(1904 - 1989)
Spanish painter, graphic artist, filmmaker, writer.
A modern master of the surreal arts, Salvador Dali's works continually challenged convention by questioning the antithesis of surrealism: our normal sense of the "real."
Surrealism's objective was to make accessible to art the realms of the unconscious, irrational and imaginary. An expansive movement that extended beyond the canvas, Surrealism embraced literature, music, cinema, philosophy and popular culture. Dali's works drew inspiration from fellow Surrealists, such as Giorgio de Chirico, Max Ernst, Joan Miro...

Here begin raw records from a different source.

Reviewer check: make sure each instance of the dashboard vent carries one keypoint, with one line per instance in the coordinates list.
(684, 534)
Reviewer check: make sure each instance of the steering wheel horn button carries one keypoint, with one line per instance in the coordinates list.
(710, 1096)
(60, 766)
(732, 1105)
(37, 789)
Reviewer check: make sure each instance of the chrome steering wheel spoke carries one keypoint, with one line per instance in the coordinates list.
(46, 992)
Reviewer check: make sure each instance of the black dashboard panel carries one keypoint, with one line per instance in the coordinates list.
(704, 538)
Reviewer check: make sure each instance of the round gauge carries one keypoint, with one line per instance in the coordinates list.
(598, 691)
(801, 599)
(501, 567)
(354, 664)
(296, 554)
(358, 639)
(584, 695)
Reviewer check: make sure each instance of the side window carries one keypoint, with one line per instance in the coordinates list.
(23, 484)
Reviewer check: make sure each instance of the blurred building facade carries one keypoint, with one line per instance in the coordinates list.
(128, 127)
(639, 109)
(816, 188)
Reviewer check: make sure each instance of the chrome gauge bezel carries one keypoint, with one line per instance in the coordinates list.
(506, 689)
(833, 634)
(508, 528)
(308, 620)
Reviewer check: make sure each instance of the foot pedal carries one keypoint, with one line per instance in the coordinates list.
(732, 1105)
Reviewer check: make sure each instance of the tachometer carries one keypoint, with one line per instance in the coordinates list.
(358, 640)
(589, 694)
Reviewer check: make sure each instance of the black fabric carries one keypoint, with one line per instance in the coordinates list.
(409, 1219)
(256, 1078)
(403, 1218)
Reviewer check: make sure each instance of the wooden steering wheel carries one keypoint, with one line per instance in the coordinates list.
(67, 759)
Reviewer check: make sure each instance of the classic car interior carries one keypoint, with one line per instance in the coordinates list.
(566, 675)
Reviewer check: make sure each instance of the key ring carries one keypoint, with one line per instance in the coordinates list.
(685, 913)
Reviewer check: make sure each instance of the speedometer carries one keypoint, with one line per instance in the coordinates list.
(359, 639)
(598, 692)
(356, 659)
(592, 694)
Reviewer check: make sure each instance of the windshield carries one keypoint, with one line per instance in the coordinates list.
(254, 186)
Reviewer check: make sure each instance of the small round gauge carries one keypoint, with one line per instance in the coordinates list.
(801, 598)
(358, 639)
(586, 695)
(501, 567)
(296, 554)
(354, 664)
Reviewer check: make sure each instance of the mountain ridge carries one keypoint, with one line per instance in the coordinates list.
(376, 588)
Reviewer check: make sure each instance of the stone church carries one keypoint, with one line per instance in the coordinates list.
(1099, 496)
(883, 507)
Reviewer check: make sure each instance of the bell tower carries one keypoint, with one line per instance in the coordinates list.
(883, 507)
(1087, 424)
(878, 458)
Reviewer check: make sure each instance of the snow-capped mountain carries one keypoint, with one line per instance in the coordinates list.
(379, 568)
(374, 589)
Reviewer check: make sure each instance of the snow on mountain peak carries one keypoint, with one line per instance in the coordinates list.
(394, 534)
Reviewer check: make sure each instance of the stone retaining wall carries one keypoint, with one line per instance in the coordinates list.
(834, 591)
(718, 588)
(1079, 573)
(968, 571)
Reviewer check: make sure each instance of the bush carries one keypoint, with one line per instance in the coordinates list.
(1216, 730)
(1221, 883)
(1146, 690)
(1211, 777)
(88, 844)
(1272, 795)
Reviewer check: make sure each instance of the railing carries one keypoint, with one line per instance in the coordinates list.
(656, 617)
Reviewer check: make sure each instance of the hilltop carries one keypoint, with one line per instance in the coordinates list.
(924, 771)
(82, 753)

Dali, who carried on a friendship with Pablo Picasso throughout their lives, transformed Picasso’s famous "Tauromaquia Suite" of 1957-59 which shows both the drama and the spectacle of the sport. Spanish-style bullfighting is normally fatal for the bull, and it is very dangerous for the matador. The aesthetic of bullfighting is based on the interaction of the man and the bull. Rather than a competitive sport, the bullfight is more of a ritual which is judged by aficianados (bullfighting fans) based on artistic impression and command. Ernest Hemingway said of it in his 1932 non-fiction book Death in the Afternoon "Bullfighting is the only art in which the artist is in danger of death and in which the degree of brilliance in the performance is left to the fighter's honour."